Francesco Bagnaia przyznał, że spodziewał się, iż Jorge Martin otrzyma karę za przekroczenie limitów toru podczas sprintu w GP Tajlandii, sądząc, że zawodnik Pramaca wyjechał poza tor cztery razy. Martin musiał odrabiać pozycje od piątego miejsca po pierwszym okrążeniu, po tym jak ambitna próba objęcia prowadzenia skończyła się szerokim wyjazdem w zakręcie #1.
Zawodnik Pramaca ostatecznie przebił się na drugie miejsce po śmiałym wyprzedzeniu Bagnai po wewnętrznej w zakręcie #7 na siódmym okrążeniu, lecz wtedy ponownie wyjechał na zieloną strefę poza krawężnik. Wyjazd ten spowodował, że Martin otrzymał ostrzeżenie za przekroczenie limitów toru, a kolejne wykroczenie nastąpiło na dziewiątym okrążeniu.
Bagnaia, który stracił do Martina następne dwa punkty, powiększając stratę do 22, spodziewał się, że jego rywal otrzyma karę, gdyż policzył cztery wyjazdy poza tor. Jednakże, według analizy okrążeń udostępnionej przez Dorna Sports, Martin oficjalnie w niedozwolonych, „zielonych” miejscach przekroczył limity toru tylko dwa razy. Trzy takie wykroczenia skutkowałyby karą w postaci przejazdu długiego okrążenia.
„Szczerze mówiąc, tak właśnie myślałem i zacząłem liczyć, bo gdy tylko zobaczyłem dwa przekroczenia, pomyślałem: >Dobra, jeszcze jedno i jest kara<. Policzyłem jeszcze dwa,” – powiedział Bagnaia w sobotę. „Ale może źle liczyłem, bo nie zauważyłem żadnej reakcji. Więc może się pomyliłem. Tempo było dziś tak intensywne, że trudno było utrzymać linię w zakrętach.”

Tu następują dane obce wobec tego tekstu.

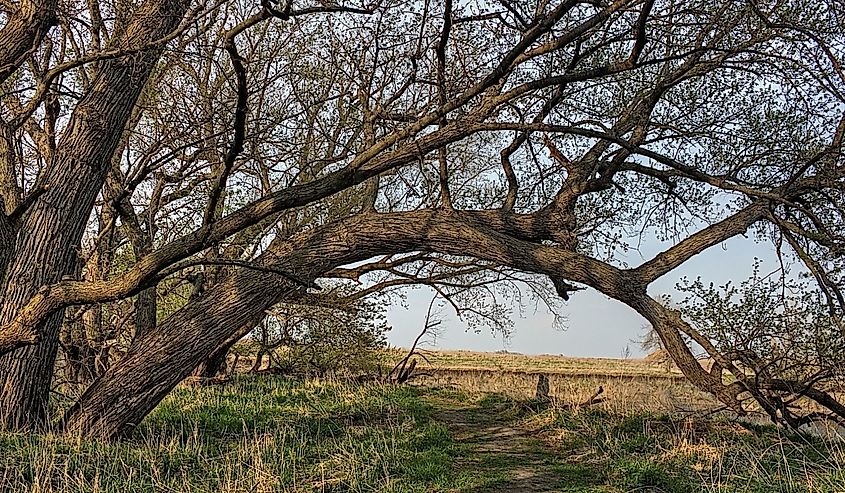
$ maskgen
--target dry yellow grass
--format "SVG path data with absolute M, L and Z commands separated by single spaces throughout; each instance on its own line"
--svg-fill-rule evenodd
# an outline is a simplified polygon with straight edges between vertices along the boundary
M 405 352 L 403 349 L 396 350 L 396 353 L 401 355 Z M 576 376 L 683 377 L 674 366 L 648 358 L 573 358 L 551 354 L 526 355 L 480 351 L 422 351 L 422 353 L 428 361 L 418 361 L 420 369 L 542 372 Z
M 406 354 L 397 349 L 391 360 Z M 556 355 L 424 351 L 413 383 L 468 392 L 498 393 L 517 399 L 537 392 L 540 375 L 558 404 L 587 401 L 601 387 L 608 411 L 703 411 L 718 404 L 660 359 L 572 358 Z
M 389 359 L 395 362 L 406 354 L 407 350 L 395 349 Z M 714 412 L 734 417 L 713 396 L 693 386 L 671 362 L 661 357 L 573 358 L 479 351 L 423 351 L 422 354 L 425 360 L 417 357 L 416 376 L 412 381 L 415 385 L 530 399 L 535 397 L 543 375 L 552 402 L 565 407 L 577 407 L 602 388 L 602 402 L 597 407 L 611 413 Z M 812 403 L 797 404 L 815 409 Z M 750 414 L 744 419 L 761 424 L 769 422 L 753 404 L 748 410 Z M 838 437 L 843 432 L 826 424 L 813 426 L 813 430 L 820 435 Z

Bagnaia jednak bronił Martina, podkreślając, że tempo było na tyle wysokie, że łatwo było wyjechać szeroko. „Szczerze mówiąc, mieliśmy niesamowite tempo,” – dodał. „W takiej jeździe trudno o manewr wyprzedzania. Nasze tempo było tak mocne, że Jorge wyjechał na „zielone” cztery razy. To przez to, że tempo było niesamowite.”
Komentując swój Sprint, Bagnaia wiedział, że jego szanse na zwycięstwo zniknęły po kilku pierwszych okrążeniach, gdyż nie był tak silny na hamowaniu jak w sobotę rano, kiedy zdobył pole position.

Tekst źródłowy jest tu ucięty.